Naomi Climer is President and a Fellow of the IET, and is former President of Sony’s new global division – Media Cloud Services, with a mission to develop cloud based services for all parts of the media industry worldwide, after previously heading Sony’s B2B organisation in Europe (Sony Professional). She studied at Imperial College, London, before training as an engineer at the BBC and working in technical roles in BBC Radio, BBC World Service and BBC News as well as at ITV and in local radio. Naomi has a strong interest in diversity issues and has been an active campaigner for gender diversity within Sony and within the engineering profession in the UK, resulting in her short-listing for a WISE Women of Outstanding Achievement Award For Leadership and Inspiration in 2012.
“…It is vital for business and the economy that engineering companies recognise the need for diversity in the workplace and consistently do more to attract staff from all genders, backgrounds and ethnicities…”
Naomi, you became IET President on 1st October 2015. How long is your term of office and what are your priorities in the role?
The term of office is one year. Engineering and technology has improved our quality of life beyond recognition and the future is set to be just as exciting and transformational. That’s why I am making it a priority while I’m IET President to sing from the rooftops about the important role engineering and technology plays in our everyday lives.
I want more young people to see this, so that they are aware of the huge variety of exciting, creative, stimulating and world changing careers in engineering.
What are the challenges the organisation is addressing in relation to supporting your members with female recruitment and retention?
Demand for engineers far exceeds supply – and only 9% of engineers in the UK today are women. That’s why I’m championing the IET’s Engineer a Better World campaign, which aims to inspire the next generation of engineers and technicians by encouraging young people and their parents to nurture their curiosity and think differently about careers in engineering.
The campaign also showcases interesting female role models who have fun, creative and rewarding careers. We must get more young people – including girls – interested in becoming engineers. Despite this lack of diversity in engineering, over half of employers tell us that they don’t have gender diversity initiatives in place.
It is vital for business and the economy that engineering companies recognise the need for diversity in the workplace and consistently do more to attract staff from all genders, backgrounds and ethnicities. The onus is on large companies particularly to change their behaviours: if they set the example, which the likes of Atkins and Arup have done, others will follow suit.

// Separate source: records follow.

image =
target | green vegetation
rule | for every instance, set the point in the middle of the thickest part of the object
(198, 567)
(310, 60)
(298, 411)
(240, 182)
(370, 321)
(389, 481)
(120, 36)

And if parents, educators and the engineering industry as a whole join forces to help tackle the issue of female underrepresentation in engineering, perhaps we will see that 9% figure start to change. But this will only happen if we all continue to work together over a sustained period of time, measuring our progress so that we can adapt our approach as we go.
Who is your greatest female role model from history and why?
I’m a big fan of Ada Lovelace because she was such a visionary – she saw the potential for computers and the importance of computer programming at a time when it was far from obvious. I also think Amy Johnson was an extraordinary woman because she just got on and did things that women just didn’t do at that time. (Like fly solo from England to Australia!)
Both Ada and Amy showed generations of women who followed (including me) that women can successfully pursue their passions and make a real mark in the world. If they could achieve what they did in a society that had little concept of equality for women, those of us living in the UK today can surely be whoever we want to be!
How is the IET celebrating role models like Hertha Ayrton?
Celebrating the amazing achievements of female engineers is so important so that we can show young women today that they too can enjoy exciting and rewarding careers in engineering.
Hertha Ayrton, an electrical engineer who was our first female member, is commemorated at Savoy Place, the IET’s recently refurbished headquarters in central London. As well as having a room named in her honour, she is featured in our gallery of the most influential engineers. She is joined in the gallery by Ada Lovelace, who wrote what is described as the world’s first computer programme and mechanical engineer, Verena Holmes, among others.
How are you recognising a celebrating the female role models of today and how can our readers get involved?
The IET invests considerable resource into celebrating female engineering talent so that we can demonstrate to today’s younger female generation that they too can excel in engineering.
The IET’s Young Woman Engineer of the Year Awards, which highlight the very best early career female engineers working in the UK today have just opened for entries. Launched in 1978, the awards are all about raising the profile of today’s most impressive female engineers, celebrating their successes, and encouraging them to become role models to inspire the next generation of female engineers and help address the gender imbalance.
We also invest over £1,000,000 in scholarships to support students in their studies so that they will continue in engineering and go on to enjoy rewarding careers in the sector.
And we have a very effective online professional networking community – the IET Women’s Network – that connects and supports over 1,500 women in engineering.
National Women in Engineering Day is coming up in June. How will you be marking it?
National Women in Engineering Day is a great way to celebrate the achievements of women working in engineering and highlight to the future generation just how exciting and creative the industry is.
We are working on a number of things, including events and PR activity, so watch this space!